We repress, blame, and condemn phyletism, i.e., distinctions of races, disputes, emulation, and national divisions within the Church of Jesus Christ, as opposed to the doctrine of the Gospel and the sacred canons of our blessed fathers who support the Holy Church and maintain in good order the Christian community they guide on the path of divine piety. II. We declare, in agreement with the sacred canons, those who admit this phyletism and dare to establish new phyletic assemblies based on this principle as real schismatics, alien to the one, holy, catholic, and apostolic Church. Therefore, we declare schismatic and alien to the Orthodox Church of Christ all those who have separated themselves from the Orthodox Church, who have set up a separate altar, and who have formed a phyletic assembly; i.e., [the prelates whose names follow].The council considered phyletism and racism as "racial aggregations", "new glories", and "modern corruptions". Racism was thus also targeted and condemned by the council.

=== Consequences ===
Although the schism persisted, after this council, the position of the rebellious bishops and their Church became complicated. Despite achieving independence, they remained separated from the other Orthodox Churches for 70 years. In 1945, an agreement was reached between the Patriarchate of Constantinople and the Bulgarian Exarchate to resolve the issue and reintegrate the Bulgarians into the Eastern Orthodox Church.

== Legacy ==
The council is recognized as authoritative within the entire Eastern Orthodox Church.
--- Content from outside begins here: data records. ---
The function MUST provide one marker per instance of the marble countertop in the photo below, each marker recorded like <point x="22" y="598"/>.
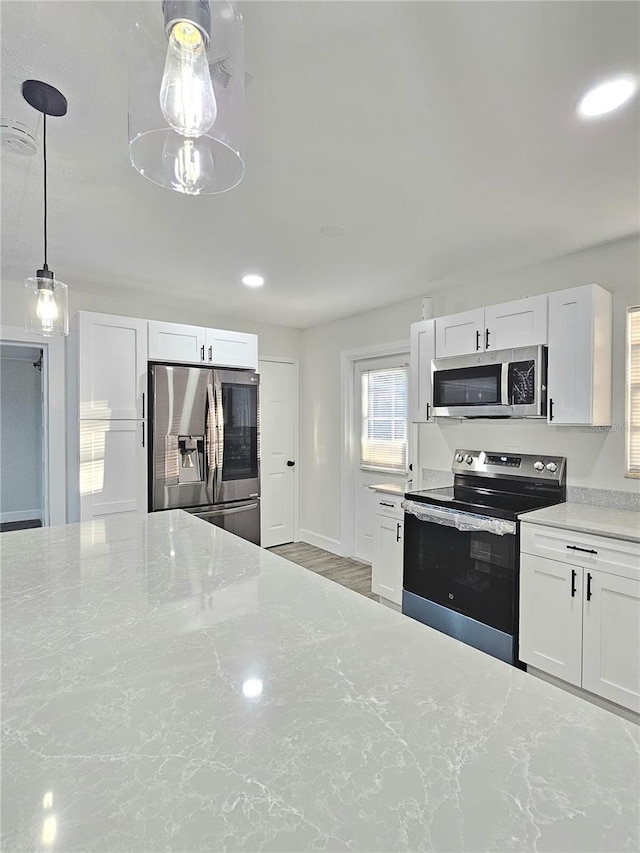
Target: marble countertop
<point x="168" y="686"/>
<point x="585" y="518"/>
<point x="389" y="489"/>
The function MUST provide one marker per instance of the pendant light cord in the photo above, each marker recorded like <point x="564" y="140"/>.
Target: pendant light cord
<point x="44" y="150"/>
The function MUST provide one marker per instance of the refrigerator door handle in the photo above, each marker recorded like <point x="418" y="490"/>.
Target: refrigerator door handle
<point x="219" y="416"/>
<point x="210" y="442"/>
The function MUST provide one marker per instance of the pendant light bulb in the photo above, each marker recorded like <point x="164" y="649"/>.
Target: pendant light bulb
<point x="189" y="162"/>
<point x="46" y="309"/>
<point x="187" y="99"/>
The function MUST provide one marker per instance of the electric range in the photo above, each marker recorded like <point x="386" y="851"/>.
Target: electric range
<point x="462" y="545"/>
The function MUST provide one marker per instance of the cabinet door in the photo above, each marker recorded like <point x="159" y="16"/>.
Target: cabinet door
<point x="231" y="349"/>
<point x="113" y="468"/>
<point x="551" y="617"/>
<point x="521" y="323"/>
<point x="175" y="342"/>
<point x="611" y="625"/>
<point x="423" y="350"/>
<point x="570" y="356"/>
<point x="460" y="334"/>
<point x="112" y="366"/>
<point x="386" y="570"/>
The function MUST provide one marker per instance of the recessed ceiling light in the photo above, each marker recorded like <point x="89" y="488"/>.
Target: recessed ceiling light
<point x="253" y="280"/>
<point x="605" y="97"/>
<point x="333" y="230"/>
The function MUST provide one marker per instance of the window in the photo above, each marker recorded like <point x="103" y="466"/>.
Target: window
<point x="633" y="391"/>
<point x="383" y="443"/>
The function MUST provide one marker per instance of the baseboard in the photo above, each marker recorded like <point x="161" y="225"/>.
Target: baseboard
<point x="625" y="713"/>
<point x="21" y="515"/>
<point x="319" y="541"/>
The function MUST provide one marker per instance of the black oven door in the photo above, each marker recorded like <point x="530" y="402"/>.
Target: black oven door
<point x="463" y="581"/>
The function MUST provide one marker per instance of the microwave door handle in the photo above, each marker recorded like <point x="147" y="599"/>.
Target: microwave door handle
<point x="541" y="383"/>
<point x="505" y="401"/>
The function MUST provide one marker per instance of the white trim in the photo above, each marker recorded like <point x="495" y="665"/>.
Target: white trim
<point x="320" y="541"/>
<point x="54" y="462"/>
<point x="296" y="441"/>
<point x="348" y="451"/>
<point x="20" y="515"/>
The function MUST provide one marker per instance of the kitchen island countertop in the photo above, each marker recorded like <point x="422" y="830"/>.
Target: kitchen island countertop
<point x="587" y="518"/>
<point x="169" y="686"/>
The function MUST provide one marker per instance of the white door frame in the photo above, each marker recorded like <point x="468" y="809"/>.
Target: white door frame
<point x="53" y="419"/>
<point x="349" y="451"/>
<point x="296" y="437"/>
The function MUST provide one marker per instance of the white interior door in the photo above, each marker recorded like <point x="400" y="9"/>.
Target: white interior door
<point x="279" y="442"/>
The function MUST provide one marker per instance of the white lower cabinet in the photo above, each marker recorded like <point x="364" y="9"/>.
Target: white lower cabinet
<point x="386" y="568"/>
<point x="112" y="468"/>
<point x="577" y="622"/>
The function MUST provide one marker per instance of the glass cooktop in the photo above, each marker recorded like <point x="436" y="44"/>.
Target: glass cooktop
<point x="495" y="504"/>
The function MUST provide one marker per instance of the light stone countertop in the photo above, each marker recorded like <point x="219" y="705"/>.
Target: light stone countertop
<point x="168" y="686"/>
<point x="586" y="518"/>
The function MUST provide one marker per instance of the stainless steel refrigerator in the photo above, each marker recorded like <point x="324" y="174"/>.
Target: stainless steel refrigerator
<point x="204" y="453"/>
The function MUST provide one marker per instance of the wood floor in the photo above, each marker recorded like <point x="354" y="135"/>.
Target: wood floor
<point x="350" y="573"/>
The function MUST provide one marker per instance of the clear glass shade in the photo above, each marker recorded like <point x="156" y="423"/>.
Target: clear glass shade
<point x="46" y="307"/>
<point x="168" y="91"/>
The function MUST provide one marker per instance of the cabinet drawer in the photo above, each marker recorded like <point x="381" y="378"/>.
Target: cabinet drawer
<point x="389" y="506"/>
<point x="613" y="556"/>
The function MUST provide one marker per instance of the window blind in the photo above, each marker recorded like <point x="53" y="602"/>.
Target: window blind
<point x="383" y="444"/>
<point x="633" y="391"/>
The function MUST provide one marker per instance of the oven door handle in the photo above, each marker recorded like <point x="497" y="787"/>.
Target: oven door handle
<point x="464" y="521"/>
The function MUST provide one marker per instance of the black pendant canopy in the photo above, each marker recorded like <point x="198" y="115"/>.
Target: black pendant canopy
<point x="44" y="98"/>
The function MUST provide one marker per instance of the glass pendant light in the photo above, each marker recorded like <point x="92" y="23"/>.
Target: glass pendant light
<point x="46" y="304"/>
<point x="186" y="94"/>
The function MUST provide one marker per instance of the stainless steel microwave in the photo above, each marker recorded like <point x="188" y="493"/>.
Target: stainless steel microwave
<point x="502" y="384"/>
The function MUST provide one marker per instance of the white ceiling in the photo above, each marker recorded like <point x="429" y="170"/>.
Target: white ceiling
<point x="441" y="135"/>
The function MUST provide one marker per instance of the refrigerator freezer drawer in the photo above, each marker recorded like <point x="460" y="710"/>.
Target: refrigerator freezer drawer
<point x="241" y="518"/>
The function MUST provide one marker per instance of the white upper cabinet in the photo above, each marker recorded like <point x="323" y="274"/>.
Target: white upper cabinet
<point x="459" y="334"/>
<point x="176" y="342"/>
<point x="112" y="366"/>
<point x="231" y="349"/>
<point x="521" y="323"/>
<point x="423" y="350"/>
<point x="197" y="345"/>
<point x="580" y="344"/>
<point x="112" y="468"/>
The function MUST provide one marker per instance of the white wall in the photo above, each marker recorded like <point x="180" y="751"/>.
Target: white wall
<point x="20" y="437"/>
<point x="272" y="340"/>
<point x="595" y="456"/>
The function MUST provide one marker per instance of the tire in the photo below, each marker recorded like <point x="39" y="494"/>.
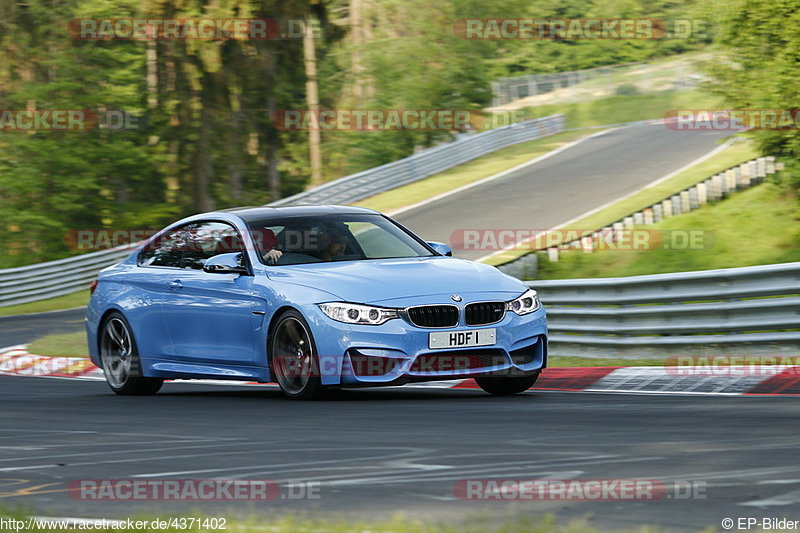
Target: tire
<point x="120" y="357"/>
<point x="506" y="386"/>
<point x="292" y="357"/>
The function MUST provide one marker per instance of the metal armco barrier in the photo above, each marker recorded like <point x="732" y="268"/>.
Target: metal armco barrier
<point x="56" y="278"/>
<point x="734" y="311"/>
<point x="426" y="163"/>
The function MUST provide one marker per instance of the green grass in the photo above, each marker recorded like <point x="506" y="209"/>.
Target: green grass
<point x="615" y="109"/>
<point x="733" y="155"/>
<point x="578" y="115"/>
<point x="757" y="226"/>
<point x="76" y="299"/>
<point x="74" y="345"/>
<point x="467" y="173"/>
<point x="61" y="345"/>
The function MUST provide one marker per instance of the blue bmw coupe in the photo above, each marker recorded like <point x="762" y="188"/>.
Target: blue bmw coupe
<point x="312" y="298"/>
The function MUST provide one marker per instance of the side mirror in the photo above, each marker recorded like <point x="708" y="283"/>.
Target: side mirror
<point x="230" y="263"/>
<point x="440" y="248"/>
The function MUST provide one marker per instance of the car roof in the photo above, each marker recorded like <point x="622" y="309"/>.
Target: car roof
<point x="261" y="212"/>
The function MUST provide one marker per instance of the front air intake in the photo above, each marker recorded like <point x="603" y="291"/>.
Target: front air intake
<point x="433" y="316"/>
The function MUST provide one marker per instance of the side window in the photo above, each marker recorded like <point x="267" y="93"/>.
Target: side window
<point x="190" y="245"/>
<point x="208" y="239"/>
<point x="166" y="250"/>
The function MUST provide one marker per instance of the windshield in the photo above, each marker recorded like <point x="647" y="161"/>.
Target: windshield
<point x="326" y="238"/>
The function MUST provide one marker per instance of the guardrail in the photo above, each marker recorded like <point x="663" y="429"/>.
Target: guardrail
<point x="56" y="278"/>
<point x="735" y="311"/>
<point x="711" y="189"/>
<point x="426" y="162"/>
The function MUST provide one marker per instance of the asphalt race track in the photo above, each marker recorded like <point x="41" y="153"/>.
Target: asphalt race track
<point x="373" y="453"/>
<point x="537" y="197"/>
<point x="564" y="186"/>
<point x="378" y="452"/>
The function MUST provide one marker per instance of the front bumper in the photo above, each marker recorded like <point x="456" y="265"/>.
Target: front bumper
<point x="397" y="351"/>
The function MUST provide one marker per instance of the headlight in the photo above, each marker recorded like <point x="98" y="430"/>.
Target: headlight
<point x="527" y="303"/>
<point x="358" y="314"/>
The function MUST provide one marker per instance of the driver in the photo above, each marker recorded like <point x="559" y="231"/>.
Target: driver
<point x="269" y="252"/>
<point x="332" y="244"/>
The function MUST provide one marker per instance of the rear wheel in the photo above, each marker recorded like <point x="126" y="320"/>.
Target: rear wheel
<point x="293" y="360"/>
<point x="507" y="385"/>
<point x="120" y="357"/>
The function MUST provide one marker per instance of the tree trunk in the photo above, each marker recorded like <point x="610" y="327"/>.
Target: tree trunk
<point x="312" y="99"/>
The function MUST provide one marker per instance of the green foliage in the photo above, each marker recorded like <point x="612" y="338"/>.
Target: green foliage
<point x="763" y="42"/>
<point x="207" y="139"/>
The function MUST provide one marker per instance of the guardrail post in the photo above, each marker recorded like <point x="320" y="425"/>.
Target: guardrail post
<point x="723" y="185"/>
<point x="761" y="167"/>
<point x="769" y="166"/>
<point x="619" y="228"/>
<point x="730" y="180"/>
<point x="744" y="172"/>
<point x="676" y="205"/>
<point x="702" y="193"/>
<point x="694" y="202"/>
<point x="753" y="171"/>
<point x="666" y="207"/>
<point x="658" y="212"/>
<point x="685" y="203"/>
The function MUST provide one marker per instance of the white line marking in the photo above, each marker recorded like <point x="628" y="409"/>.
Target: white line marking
<point x="697" y="161"/>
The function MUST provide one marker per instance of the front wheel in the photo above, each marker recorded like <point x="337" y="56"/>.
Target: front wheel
<point x="293" y="360"/>
<point x="506" y="386"/>
<point x="120" y="357"/>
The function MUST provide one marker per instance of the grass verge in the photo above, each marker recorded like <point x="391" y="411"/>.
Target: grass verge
<point x="734" y="154"/>
<point x="587" y="114"/>
<point x="757" y="226"/>
<point x="467" y="173"/>
<point x="68" y="301"/>
<point x="74" y="345"/>
<point x="61" y="345"/>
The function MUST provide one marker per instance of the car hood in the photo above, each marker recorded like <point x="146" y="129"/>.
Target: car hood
<point x="393" y="281"/>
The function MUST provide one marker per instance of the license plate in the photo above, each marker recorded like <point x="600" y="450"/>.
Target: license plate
<point x="461" y="339"/>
However, despite this recognition many Eastern Orthodox Churches developed attitudes that could be characterized as phyletist in the 20th century, particularly the Russian Orthodox Church and the Georgian Orthodox Church, but not exclusively. The council was used within the Eastern Orthodox Church in the context of controversies related to the ideology of the Russian world, as seen in the Volos Declaration or during the Pan-Orthodox Council.

Phyletism is generally considered to have increased throughout the 20th century despite the condemnation by the council, especially in the ecclesiastical management of Eastern Orthodox communities in the diaspora.